The "description" field in the Tool object is critical. This is what the LLM reads to understand what a tool does and when to use it. If these descriptions are vague, the LLM will struggle. For instance, a description like "gets user data" is far less useful than "Searches for a user by their name and returns their user ID."
The AgentType.ZERO_SHOT_REACT_DESCRIPTION is a common choice for ReAct agents. It means the agent can use tool descriptions to figure out how to use them, even if it hasn’t been explicitly fine-tuned on that specific tool usage pattern before.
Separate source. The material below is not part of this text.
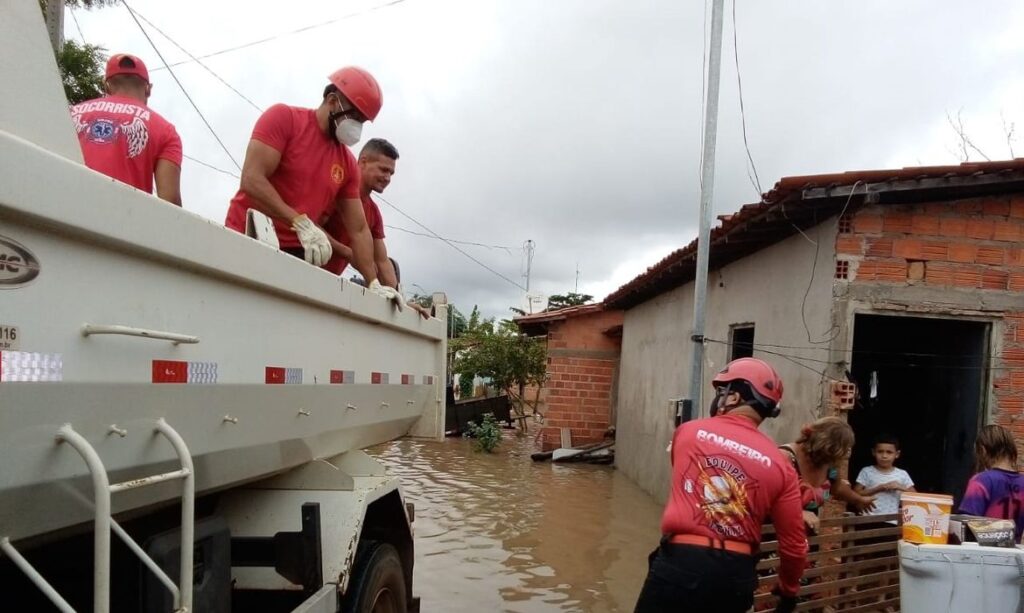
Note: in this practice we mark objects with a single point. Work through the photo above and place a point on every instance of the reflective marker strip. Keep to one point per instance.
(27, 365)
(342, 377)
(178, 371)
(279, 376)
One of the most powerful aspects of ReAct is its ability to gracefully fail when it cannot find an answer. If search_user returned {"userId": None}, the LLM’s thought process might look like this:
- Thought: The
searchUsertool did not return a user ID for "John Doe". This means John Doe is not in the system. I cannot find his email address. - Answer: I’m sorry, but I couldn’t find a user named John Doe in our system.
This explicit acknowledgment of failure, rather than hallucinating an email address, is a massive win for reliability.
The next hurdle you’ll often face is managing the complexity of tool descriptions, ensuring they are precise enough for the LLM to interpret correctly, especially when dealing with many tools or intricate argument structures.